Once again they have their heads in the sand.

Maybe it is because the law is keeping up on science and the precedent of the Supreme Court Price Waterhouse ruling that “sex” discrimination also includes sex “stereotyping” and not ignoring or twisting the facts.

The article ends with,
I understand the desire for social peace. Truly I do. The culture wars are exhausting and divisive. But treating every single human being with dignity and respect means not just defending their constitutional liberties and showing them basic human kindness, it also means telling the truth — even when the truth is hard.

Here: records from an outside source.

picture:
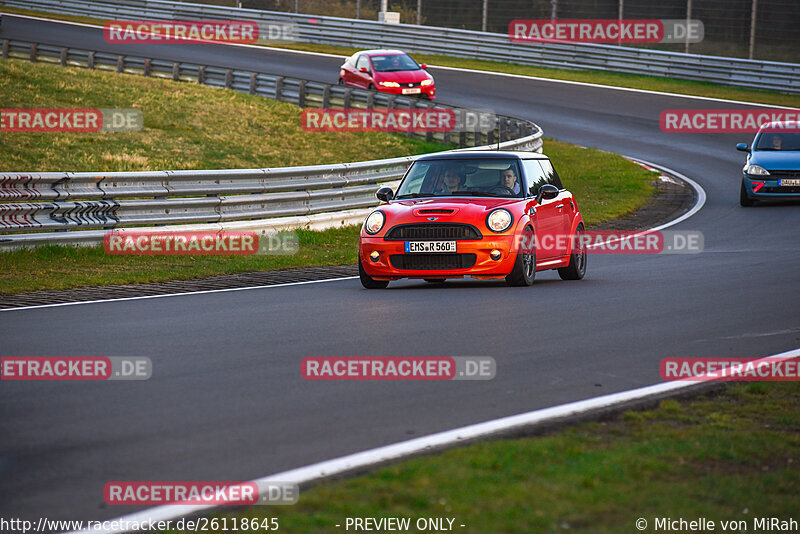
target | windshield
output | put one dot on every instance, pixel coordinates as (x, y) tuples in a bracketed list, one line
[(474, 177), (778, 141), (393, 63)]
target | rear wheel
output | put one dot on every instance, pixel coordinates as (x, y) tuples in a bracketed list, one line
[(525, 267), (577, 260), (744, 200), (367, 281)]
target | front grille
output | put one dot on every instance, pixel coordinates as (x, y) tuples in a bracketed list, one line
[(785, 174), (434, 232), (432, 261), (792, 190)]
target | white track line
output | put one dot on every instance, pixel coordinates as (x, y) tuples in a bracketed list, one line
[(475, 71), (398, 451)]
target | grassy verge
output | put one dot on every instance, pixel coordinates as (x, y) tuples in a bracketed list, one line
[(607, 186), (191, 127), (728, 457), (186, 126), (652, 83)]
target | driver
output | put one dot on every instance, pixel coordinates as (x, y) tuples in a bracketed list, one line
[(508, 178), (452, 182)]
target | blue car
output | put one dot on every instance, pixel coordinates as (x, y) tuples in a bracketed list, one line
[(772, 170)]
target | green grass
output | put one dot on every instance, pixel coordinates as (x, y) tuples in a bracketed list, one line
[(186, 126), (731, 456), (653, 83)]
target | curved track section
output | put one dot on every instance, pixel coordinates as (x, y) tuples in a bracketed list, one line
[(226, 401)]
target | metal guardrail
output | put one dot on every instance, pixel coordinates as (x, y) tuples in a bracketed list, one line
[(771, 75), (51, 204)]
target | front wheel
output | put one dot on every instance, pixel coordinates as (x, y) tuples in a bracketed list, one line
[(367, 281), (744, 200), (577, 260), (525, 267)]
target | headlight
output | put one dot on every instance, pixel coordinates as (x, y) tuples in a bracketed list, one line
[(374, 222), (757, 170), (499, 220)]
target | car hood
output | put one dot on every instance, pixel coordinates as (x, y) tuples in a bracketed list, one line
[(776, 160), (470, 210), (403, 76)]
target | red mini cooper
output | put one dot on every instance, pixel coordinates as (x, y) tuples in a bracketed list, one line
[(388, 71), (479, 214)]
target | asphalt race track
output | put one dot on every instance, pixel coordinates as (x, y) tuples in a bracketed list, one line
[(227, 402)]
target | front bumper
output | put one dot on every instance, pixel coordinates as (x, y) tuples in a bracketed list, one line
[(387, 267), (428, 90), (768, 187)]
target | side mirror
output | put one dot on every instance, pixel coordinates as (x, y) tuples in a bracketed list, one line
[(547, 191), (385, 194)]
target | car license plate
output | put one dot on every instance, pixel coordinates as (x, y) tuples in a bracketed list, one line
[(430, 246)]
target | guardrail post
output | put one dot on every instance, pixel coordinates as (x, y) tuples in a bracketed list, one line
[(326, 96), (301, 95), (253, 83)]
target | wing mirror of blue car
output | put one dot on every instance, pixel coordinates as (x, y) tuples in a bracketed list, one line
[(547, 191), (385, 194)]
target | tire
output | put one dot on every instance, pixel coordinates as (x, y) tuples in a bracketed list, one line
[(367, 281), (577, 260), (525, 266), (744, 200)]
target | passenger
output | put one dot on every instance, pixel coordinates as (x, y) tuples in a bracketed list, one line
[(508, 178)]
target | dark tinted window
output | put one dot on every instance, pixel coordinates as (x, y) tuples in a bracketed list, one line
[(362, 62), (535, 175), (550, 173)]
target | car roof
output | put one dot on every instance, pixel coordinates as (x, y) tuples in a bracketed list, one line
[(377, 52), (482, 154)]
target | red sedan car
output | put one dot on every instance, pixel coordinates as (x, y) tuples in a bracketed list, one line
[(480, 214), (388, 71)]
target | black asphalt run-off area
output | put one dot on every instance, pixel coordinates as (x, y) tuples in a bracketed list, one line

Any compromise that requires conservatives to grant the other side’s false and harmful premise is no compromise at all.
Have you looked in a mirror lately?

I would tell you yes “it also means telling the truth — even when the truth is hard” maybe there is a reason that the AMA, APA, NASW, AAP, the Endocrine Society, and a host of other professional associations all disagree with you.



* If you are not familiar with this saying, according to Slate it means… “This saying, which personifies kitchenware in order to make a point about hypocrisy, means “to criticize someone for a fault you also possess.” Per WiseGeek, the phrase dates back to the early 1600s, when most pots and kettles were fashioned from cast iron, a material that acquires streaks of black smoke when heated over a flame.”